Methods for Studying Psychology
Research Methods
In some ways, Psychology is a science. It is difficult to define it as a science since some approaches cannot depend on the scientific method to perform experiments due to the unpredictable nature of the human psyche. While in Biology, it is easy to isolate two variables to study, however, in Psychology some complications such as hindsight bias can appear. Hindsight bias is the tendency to assume that you know the results all along.
There are several ways psychologists can use psychology to change the world. Some conduct research to solve practical problems. This is called applied research. Others may conduct basic research, which is when psychologists conduct experiments not intended to have immediate real world effects.
Terminology
Most psychological research is guided by a hypothesis. It expresses a relationship between two variables, which are things that can vary among participants in an experiment. Skin colour, age and hair texture are all variables. The dependent variable is the variable who depends on the independent variable (hence the name.) The independent variable is typically the variable being altered in some way, which impacts the dependent variable which is typically the variable being studied. For example, if you wanted to look and see if the heat of the environment impacts the structure of a protein, the dependent variable is the protein structure, and the independent variable is the temperature. A theory attempts to explain certain phenomena, and gives scientists the ability to generate testable hypotheses. Psychologists also have to provide an operational definition of the variable that they will study. This means that they will explain how they measure that variable.
Good research is valid and reliable. To be reliable means that the research can be replicated, and to be valid means it measures what the researcher wants it to measure. For example, if someone made Albert Einstein take an IQ test which rated his intelligence from 1 to 100 to find out if he was above or below average intelligence if he were to get a 9 consistently, the test is clearly reliable but invalid. If Albert Einstein were to take this test and get a 100 then a 9, then this test would be unreliable and invalid.

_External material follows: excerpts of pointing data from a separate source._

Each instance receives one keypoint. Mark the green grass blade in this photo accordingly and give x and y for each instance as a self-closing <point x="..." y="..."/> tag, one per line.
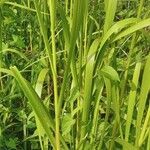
<point x="111" y="7"/>
<point x="132" y="98"/>
<point x="88" y="86"/>
<point x="140" y="25"/>
<point x="145" y="87"/>
<point x="36" y="103"/>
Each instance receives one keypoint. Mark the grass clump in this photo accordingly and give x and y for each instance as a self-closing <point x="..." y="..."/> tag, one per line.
<point x="74" y="74"/>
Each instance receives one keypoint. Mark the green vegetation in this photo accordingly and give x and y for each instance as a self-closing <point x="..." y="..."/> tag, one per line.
<point x="75" y="74"/>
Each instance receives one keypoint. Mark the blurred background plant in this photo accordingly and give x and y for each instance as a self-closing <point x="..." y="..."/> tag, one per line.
<point x="74" y="74"/>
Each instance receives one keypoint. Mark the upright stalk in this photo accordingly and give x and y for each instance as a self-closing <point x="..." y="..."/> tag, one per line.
<point x="52" y="9"/>
<point x="1" y="84"/>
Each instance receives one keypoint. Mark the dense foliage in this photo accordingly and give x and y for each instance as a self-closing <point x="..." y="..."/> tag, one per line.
<point x="74" y="74"/>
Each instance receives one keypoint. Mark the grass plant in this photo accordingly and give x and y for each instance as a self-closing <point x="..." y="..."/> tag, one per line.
<point x="74" y="74"/>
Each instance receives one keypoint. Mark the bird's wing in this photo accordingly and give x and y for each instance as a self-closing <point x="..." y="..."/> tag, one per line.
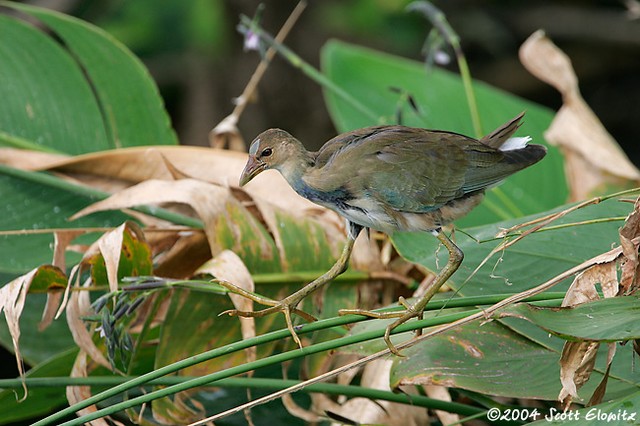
<point x="406" y="169"/>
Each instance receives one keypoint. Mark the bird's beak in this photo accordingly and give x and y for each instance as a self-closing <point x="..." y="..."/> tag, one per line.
<point x="253" y="168"/>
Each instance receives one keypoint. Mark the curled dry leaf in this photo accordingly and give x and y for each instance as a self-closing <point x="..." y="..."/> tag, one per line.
<point x="209" y="202"/>
<point x="576" y="364"/>
<point x="110" y="247"/>
<point x="630" y="264"/>
<point x="578" y="358"/>
<point x="62" y="239"/>
<point x="593" y="159"/>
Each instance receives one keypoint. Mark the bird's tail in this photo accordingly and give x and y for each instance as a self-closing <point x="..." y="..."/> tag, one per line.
<point x="500" y="138"/>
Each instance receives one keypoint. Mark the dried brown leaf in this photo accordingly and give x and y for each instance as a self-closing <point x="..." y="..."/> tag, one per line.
<point x="62" y="239"/>
<point x="209" y="201"/>
<point x="599" y="392"/>
<point x="576" y="364"/>
<point x="79" y="306"/>
<point x="630" y="264"/>
<point x="593" y="159"/>
<point x="12" y="299"/>
<point x="110" y="245"/>
<point x="583" y="288"/>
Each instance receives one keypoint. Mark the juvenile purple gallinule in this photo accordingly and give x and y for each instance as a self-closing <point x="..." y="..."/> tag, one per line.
<point x="390" y="178"/>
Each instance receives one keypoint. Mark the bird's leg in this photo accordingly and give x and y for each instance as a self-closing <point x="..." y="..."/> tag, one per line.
<point x="416" y="309"/>
<point x="289" y="304"/>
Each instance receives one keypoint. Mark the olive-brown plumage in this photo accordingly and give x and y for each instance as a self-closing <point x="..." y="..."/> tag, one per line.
<point x="392" y="178"/>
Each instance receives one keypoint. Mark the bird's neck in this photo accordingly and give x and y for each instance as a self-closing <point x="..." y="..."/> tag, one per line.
<point x="296" y="167"/>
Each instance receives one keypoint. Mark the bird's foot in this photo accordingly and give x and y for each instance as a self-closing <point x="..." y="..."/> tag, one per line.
<point x="411" y="311"/>
<point x="287" y="306"/>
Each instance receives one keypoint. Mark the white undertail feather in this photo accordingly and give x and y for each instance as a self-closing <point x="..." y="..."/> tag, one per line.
<point x="515" y="143"/>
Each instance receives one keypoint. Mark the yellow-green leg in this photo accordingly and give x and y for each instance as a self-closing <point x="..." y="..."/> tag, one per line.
<point x="289" y="304"/>
<point x="415" y="310"/>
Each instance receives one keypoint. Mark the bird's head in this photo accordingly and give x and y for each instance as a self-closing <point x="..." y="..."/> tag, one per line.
<point x="272" y="149"/>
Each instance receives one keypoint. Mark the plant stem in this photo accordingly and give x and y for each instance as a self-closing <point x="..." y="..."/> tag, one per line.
<point x="256" y="383"/>
<point x="265" y="338"/>
<point x="440" y="23"/>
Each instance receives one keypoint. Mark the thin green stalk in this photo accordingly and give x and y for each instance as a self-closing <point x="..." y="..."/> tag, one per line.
<point x="507" y="202"/>
<point x="257" y="383"/>
<point x="440" y="23"/>
<point x="276" y="335"/>
<point x="248" y="24"/>
<point x="95" y="194"/>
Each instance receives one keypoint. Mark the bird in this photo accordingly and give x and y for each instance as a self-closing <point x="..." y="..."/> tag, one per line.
<point x="389" y="178"/>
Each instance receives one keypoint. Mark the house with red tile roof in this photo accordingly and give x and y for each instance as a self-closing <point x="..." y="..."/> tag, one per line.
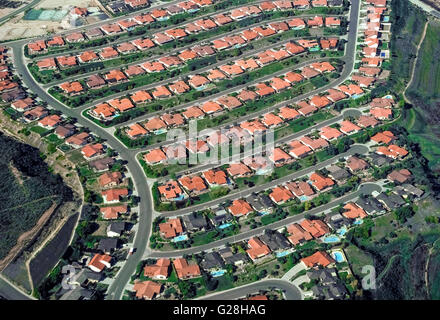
<point x="158" y="271"/>
<point x="280" y="195"/>
<point x="320" y="182"/>
<point x="113" y="212"/>
<point x="271" y="120"/>
<point x="103" y="111"/>
<point x="315" y="22"/>
<point x="319" y="101"/>
<point x="65" y="61"/>
<point x="297" y="234"/>
<point x="279" y="84"/>
<point x="194" y="185"/>
<point x="154" y="124"/>
<point x="392" y="151"/>
<point x="314" y="144"/>
<point x="170" y="191"/>
<point x="356" y="164"/>
<point x="155" y="156"/>
<point x="133" y="71"/>
<point x="50" y="122"/>
<point x="111" y="28"/>
<point x="108" y="53"/>
<point x="179" y="87"/>
<point x="287" y="113"/>
<point x="110" y="179"/>
<point x="300" y="189"/>
<point x="143" y="44"/>
<point x="186" y="271"/>
<point x="382" y="113"/>
<point x="332" y="22"/>
<point x="365" y="121"/>
<point x="115" y="76"/>
<point x="253" y="126"/>
<point x="161" y="92"/>
<point x="298" y="150"/>
<point x="211" y="107"/>
<point x="87" y="56"/>
<point x="187" y="54"/>
<point x="198" y="82"/>
<point x="122" y="105"/>
<point x="279" y="157"/>
<point x="383" y="137"/>
<point x="215" y="177"/>
<point x="193" y="113"/>
<point x="353" y="211"/>
<point x="263" y="89"/>
<point x="173" y="120"/>
<point x="348" y="127"/>
<point x="257" y="249"/>
<point x="399" y="176"/>
<point x="240" y="208"/>
<point x="147" y="290"/>
<point x="171" y="228"/>
<point x="136" y="130"/>
<point x="317" y="228"/>
<point x="47" y="64"/>
<point x="335" y="95"/>
<point x="91" y="150"/>
<point x="246" y="95"/>
<point x="197" y="146"/>
<point x="144" y="19"/>
<point x="319" y="258"/>
<point x="153" y="66"/>
<point x="99" y="262"/>
<point x="114" y="195"/>
<point x="72" y="88"/>
<point x="309" y="73"/>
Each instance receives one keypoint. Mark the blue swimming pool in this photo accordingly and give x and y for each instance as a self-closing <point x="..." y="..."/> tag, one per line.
<point x="218" y="273"/>
<point x="282" y="254"/>
<point x="338" y="256"/>
<point x="224" y="225"/>
<point x="183" y="237"/>
<point x="342" y="231"/>
<point x="331" y="239"/>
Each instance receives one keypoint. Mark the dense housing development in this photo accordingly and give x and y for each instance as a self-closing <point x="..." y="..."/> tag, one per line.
<point x="224" y="144"/>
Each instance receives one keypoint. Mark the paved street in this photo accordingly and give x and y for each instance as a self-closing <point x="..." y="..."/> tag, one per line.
<point x="145" y="206"/>
<point x="290" y="291"/>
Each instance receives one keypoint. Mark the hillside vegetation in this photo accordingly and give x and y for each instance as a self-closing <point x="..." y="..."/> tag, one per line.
<point x="27" y="190"/>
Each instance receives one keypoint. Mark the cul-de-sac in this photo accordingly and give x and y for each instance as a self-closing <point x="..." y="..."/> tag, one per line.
<point x="219" y="150"/>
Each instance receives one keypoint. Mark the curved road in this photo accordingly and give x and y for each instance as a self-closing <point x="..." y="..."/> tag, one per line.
<point x="290" y="291"/>
<point x="116" y="289"/>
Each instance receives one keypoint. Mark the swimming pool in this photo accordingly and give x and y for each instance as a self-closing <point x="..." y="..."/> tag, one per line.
<point x="331" y="239"/>
<point x="282" y="254"/>
<point x="342" y="231"/>
<point x="224" y="226"/>
<point x="338" y="256"/>
<point x="183" y="237"/>
<point x="218" y="273"/>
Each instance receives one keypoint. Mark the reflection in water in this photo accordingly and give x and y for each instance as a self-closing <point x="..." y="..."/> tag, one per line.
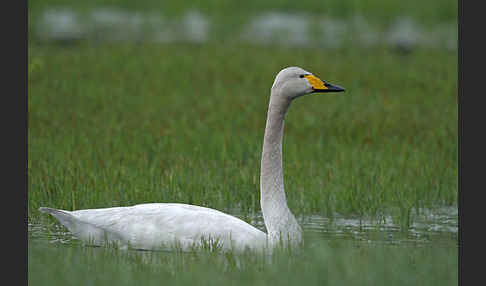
<point x="429" y="226"/>
<point x="277" y="28"/>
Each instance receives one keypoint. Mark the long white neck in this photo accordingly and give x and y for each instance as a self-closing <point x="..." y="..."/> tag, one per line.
<point x="280" y="222"/>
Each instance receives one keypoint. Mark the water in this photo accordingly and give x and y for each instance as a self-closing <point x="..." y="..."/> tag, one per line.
<point x="437" y="226"/>
<point x="66" y="25"/>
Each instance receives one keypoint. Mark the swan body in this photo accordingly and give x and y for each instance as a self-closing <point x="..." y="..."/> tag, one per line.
<point x="166" y="225"/>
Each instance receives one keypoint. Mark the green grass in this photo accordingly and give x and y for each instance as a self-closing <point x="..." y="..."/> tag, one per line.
<point x="121" y="124"/>
<point x="113" y="125"/>
<point x="234" y="11"/>
<point x="324" y="263"/>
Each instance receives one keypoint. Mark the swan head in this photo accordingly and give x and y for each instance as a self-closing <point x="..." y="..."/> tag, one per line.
<point x="293" y="82"/>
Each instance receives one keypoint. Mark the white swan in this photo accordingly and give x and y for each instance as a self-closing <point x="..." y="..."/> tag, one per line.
<point x="161" y="225"/>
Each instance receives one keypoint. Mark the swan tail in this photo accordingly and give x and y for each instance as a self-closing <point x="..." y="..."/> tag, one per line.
<point x="64" y="217"/>
<point x="83" y="230"/>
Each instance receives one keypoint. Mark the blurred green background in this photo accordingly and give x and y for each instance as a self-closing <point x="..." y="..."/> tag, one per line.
<point x="165" y="101"/>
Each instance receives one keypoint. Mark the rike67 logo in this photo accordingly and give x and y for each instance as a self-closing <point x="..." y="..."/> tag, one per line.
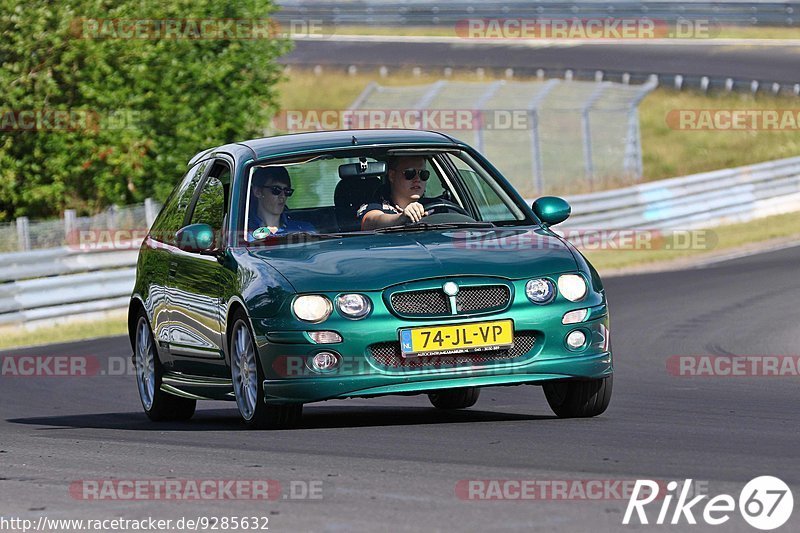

Before a hypothesis is investigated, who or what is being studied needs to be decided. Participants are the individuals who the research is conducted on, and the process that participants are chosen is called sampling. The goal of sampling is to pick a representative group to allow for generalisations to be made. Random selection is ideal as every member of the community has an equal chance to be chosen. (In a way that does not allow for bias so that the selection is truly random). Stratified Sampling is another process that makes sure a sample represents a population. For example, if in my study I am including two religious groups: Religion A and Religion B, and I feel that religion may have some bearing on my research, I could divide the group of possible participants into two groups and then randomly choose people, thus ensuring representation from two groups which may affect each other.
Experimental Method
There are two kinds of experiments: laboratory experiments and field experiments. Laboratory Experiments are done in a lab (hence the name) which is an extremely controlled environment. Field Experiments are performed in the real world. Laboratory Experiments allow for more control, while Field Experiments allow for more realism. Experiments are the preferred method of research among psychologists because it is the best way to show a casual relationship. It allows manipulation of an independent variable and to control for confounding variables which is any difference between the experimental and control conditions except for the indpendent variable which can cause changes in the dependent variable. If I want to prove that cheese causes nightmares, it’s best to perform an experiment where I make sure that it is the cheese leading to the nightmares, and not other factors such as my subjects being sleep deprived, or being forcefed ounces of cheese which would inevitably cause nightmares.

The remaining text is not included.